States and cities will never fully displace nations in the global fight against climate change, but they are the laboratories for policy innovations which are then adopted at the federal and even international level. Moreover, their regulatory changes impact industry and manufacturing, As an example, auto emission standards in California, the largest auto market in the United States, will drive the entire industry to change, resulting in lower emitting cars throughout the entire nation.
COP21 will also address the question of adaptation. In the United States, as in France, Germany and other developed countries, sound adaptation planning and the capabilities to implement these plans are in place; but it is crucial that developing countries not only reduce emissions, but also increase their capacity to adapt to the impacts of climate change. Therefore the United States is not only pursuing ambitious reductions in our carbon emissions at home; we are also committed to ensuring a strong, ongoing program of financial and technical support to help developing countries identify and secure clean technology. The science tells us we can only succeed in combating climate change if we are joined in this effort by every nation. We will do our part to avoid the North-South divide that has hampered past climate summits by helping developing nations to do their part; and this was a major component of the messages delivered by Chancellor Merkel and President Hollande at the Petersburg Conference here in Berlin last May.
Pursuing cleaner, more efficient energy is the only way that nations around the world can build the kind of economies that will thrive for decades to come. And this is an all-important requirement for Paris. The agreement needs to be fair and relevant to a dynamic and evolving world. Addressing climate change is only possible with a strategy that transcends borders, sectors, and levels of government.
Obviously, the industrialized countries must play a major role in bringing about a clean energy future. From the days of the Industrial Revolution through the last century, they created the basic template for the problem; but this does not mean that other countries should repeat the mistakes of the past. They have the opportunity to leapfrog over old technologies. Today, almost two-thirds of global emissions come from developing nations. Anything less than a global solution will not work.
We’re at an inflection point – a moment where consensus is building, and 30 years of foot-dragging can be replaced by a sprint to a low-carbon future. After two decades of negotiations, Paris is our best opportunity to shift our approach toward climate change permanently and to embrace cooperative solutions to a truly global problem.

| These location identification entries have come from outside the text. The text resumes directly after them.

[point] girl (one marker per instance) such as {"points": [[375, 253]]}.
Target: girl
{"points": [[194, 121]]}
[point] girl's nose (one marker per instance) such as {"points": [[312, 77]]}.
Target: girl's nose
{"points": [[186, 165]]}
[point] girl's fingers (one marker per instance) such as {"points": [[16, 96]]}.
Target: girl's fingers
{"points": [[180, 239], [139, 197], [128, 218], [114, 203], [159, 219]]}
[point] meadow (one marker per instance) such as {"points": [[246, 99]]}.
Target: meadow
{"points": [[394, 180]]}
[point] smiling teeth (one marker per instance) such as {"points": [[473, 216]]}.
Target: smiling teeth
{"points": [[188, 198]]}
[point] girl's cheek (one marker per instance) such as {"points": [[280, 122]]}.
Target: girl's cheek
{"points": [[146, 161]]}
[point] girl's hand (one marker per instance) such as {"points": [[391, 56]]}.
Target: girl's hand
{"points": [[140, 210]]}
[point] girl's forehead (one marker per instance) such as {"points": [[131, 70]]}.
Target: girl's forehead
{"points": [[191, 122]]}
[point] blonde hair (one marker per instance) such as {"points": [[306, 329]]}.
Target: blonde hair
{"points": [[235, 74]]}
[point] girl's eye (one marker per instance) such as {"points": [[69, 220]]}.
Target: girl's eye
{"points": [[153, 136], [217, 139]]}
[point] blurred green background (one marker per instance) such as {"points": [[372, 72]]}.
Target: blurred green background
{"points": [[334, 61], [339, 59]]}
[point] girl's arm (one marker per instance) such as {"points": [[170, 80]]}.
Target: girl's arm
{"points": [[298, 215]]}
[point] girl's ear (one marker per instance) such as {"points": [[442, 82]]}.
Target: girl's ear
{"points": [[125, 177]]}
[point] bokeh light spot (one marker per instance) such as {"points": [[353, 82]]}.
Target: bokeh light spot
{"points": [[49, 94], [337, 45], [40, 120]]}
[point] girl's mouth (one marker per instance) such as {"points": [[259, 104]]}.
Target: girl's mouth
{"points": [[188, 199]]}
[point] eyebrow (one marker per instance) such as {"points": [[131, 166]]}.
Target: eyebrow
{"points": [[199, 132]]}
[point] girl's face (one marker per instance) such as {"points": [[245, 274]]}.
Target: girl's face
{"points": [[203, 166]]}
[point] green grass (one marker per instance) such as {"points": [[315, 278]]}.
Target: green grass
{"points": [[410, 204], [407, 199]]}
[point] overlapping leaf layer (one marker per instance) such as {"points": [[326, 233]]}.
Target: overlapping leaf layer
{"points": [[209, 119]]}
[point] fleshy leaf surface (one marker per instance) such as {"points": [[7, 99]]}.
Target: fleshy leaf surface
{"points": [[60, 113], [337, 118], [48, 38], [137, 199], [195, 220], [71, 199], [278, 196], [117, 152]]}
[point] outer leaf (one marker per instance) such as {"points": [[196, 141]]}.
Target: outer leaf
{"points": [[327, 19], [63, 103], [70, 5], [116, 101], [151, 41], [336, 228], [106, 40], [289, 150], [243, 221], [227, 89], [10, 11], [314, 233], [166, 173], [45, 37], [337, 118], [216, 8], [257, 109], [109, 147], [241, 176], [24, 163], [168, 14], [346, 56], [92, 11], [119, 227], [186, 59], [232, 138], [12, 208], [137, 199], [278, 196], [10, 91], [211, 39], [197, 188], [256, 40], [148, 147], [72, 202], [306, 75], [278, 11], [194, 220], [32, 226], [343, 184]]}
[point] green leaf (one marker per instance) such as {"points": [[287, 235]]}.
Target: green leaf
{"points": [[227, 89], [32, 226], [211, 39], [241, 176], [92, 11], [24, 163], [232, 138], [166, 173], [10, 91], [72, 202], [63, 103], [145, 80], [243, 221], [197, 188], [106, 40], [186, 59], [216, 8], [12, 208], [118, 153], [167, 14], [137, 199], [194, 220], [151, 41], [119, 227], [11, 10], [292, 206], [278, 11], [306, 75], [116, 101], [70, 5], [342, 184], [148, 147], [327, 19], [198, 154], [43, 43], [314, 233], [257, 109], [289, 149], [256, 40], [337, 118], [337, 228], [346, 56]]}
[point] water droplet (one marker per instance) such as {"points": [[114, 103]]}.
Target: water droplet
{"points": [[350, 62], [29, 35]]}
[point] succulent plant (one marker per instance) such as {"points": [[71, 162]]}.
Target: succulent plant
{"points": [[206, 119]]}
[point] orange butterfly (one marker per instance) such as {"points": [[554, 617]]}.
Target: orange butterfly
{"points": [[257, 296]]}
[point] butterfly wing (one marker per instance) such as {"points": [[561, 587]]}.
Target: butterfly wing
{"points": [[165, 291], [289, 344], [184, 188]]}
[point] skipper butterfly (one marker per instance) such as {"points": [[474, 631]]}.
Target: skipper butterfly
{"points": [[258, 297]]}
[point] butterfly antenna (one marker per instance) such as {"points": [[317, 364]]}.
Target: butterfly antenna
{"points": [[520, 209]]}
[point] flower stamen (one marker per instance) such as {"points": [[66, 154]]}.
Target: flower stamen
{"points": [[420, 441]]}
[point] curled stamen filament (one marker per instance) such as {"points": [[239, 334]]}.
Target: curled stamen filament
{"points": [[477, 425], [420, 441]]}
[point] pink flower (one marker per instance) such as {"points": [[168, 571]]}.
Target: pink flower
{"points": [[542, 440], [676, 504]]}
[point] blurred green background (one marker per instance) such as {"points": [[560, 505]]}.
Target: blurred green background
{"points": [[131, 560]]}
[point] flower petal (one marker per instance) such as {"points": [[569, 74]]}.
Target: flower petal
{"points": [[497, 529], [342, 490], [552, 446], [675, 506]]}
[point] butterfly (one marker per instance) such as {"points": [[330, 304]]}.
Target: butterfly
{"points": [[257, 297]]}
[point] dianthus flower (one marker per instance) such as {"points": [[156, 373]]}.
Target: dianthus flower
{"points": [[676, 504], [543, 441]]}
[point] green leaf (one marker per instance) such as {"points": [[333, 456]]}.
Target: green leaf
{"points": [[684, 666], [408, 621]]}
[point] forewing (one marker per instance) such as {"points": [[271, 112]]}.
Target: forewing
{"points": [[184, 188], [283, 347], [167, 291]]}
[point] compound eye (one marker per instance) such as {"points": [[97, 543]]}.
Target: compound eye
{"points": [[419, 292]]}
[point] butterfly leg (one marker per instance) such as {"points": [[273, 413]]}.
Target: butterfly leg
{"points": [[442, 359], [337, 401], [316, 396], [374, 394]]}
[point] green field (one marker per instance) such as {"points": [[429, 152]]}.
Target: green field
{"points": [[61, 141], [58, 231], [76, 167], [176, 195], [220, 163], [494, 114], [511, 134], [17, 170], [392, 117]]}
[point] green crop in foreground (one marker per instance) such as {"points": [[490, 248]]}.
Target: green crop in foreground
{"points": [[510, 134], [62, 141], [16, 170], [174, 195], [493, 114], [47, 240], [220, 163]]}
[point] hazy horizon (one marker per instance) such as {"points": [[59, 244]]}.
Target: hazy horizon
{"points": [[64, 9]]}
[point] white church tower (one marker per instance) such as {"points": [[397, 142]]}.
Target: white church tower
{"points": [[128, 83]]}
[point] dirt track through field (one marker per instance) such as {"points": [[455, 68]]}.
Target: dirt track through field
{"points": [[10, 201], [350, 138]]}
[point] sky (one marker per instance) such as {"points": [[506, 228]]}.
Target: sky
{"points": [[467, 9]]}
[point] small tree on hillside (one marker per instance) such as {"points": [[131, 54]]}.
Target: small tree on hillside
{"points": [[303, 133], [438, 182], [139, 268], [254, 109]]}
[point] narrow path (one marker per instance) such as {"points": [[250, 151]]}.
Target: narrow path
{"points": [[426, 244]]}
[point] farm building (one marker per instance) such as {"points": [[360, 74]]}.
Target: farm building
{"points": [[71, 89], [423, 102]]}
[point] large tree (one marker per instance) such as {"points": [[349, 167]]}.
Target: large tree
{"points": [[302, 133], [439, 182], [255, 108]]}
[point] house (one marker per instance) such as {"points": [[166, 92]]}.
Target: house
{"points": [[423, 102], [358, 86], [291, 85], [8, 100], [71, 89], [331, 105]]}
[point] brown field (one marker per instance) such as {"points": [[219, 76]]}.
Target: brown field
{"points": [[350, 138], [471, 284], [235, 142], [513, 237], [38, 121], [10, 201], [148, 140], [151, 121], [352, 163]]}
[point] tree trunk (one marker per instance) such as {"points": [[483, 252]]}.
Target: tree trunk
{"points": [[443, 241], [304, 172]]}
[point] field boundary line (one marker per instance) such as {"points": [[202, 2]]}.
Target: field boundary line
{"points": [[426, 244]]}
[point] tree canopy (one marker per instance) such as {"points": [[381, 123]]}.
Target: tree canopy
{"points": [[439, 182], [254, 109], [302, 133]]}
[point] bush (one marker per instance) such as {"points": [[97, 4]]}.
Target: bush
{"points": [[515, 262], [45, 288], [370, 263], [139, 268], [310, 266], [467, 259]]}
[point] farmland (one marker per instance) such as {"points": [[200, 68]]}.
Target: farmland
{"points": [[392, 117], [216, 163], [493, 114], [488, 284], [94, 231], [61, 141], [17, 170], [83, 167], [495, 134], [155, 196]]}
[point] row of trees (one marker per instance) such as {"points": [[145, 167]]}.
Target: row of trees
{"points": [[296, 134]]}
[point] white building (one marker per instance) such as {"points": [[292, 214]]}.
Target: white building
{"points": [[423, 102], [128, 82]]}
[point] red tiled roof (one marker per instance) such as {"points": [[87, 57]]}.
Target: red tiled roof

Reaching a new agreement in Paris would be an historic step. The question, again, is whether we can summon the collective resolve to tackle this shared threat and establish, for the first time, an ambitious, durable climate regime, that would send a potent signal to the markets and civil society that the nations of the world have determined that there is no going back. It will be only the beginning of a long process, but we need the commitment that an ambitious, achievable, and enforceable deal represents. It is within our reach. And it is in that spirit that the U.S. delegation will be heading to Paris.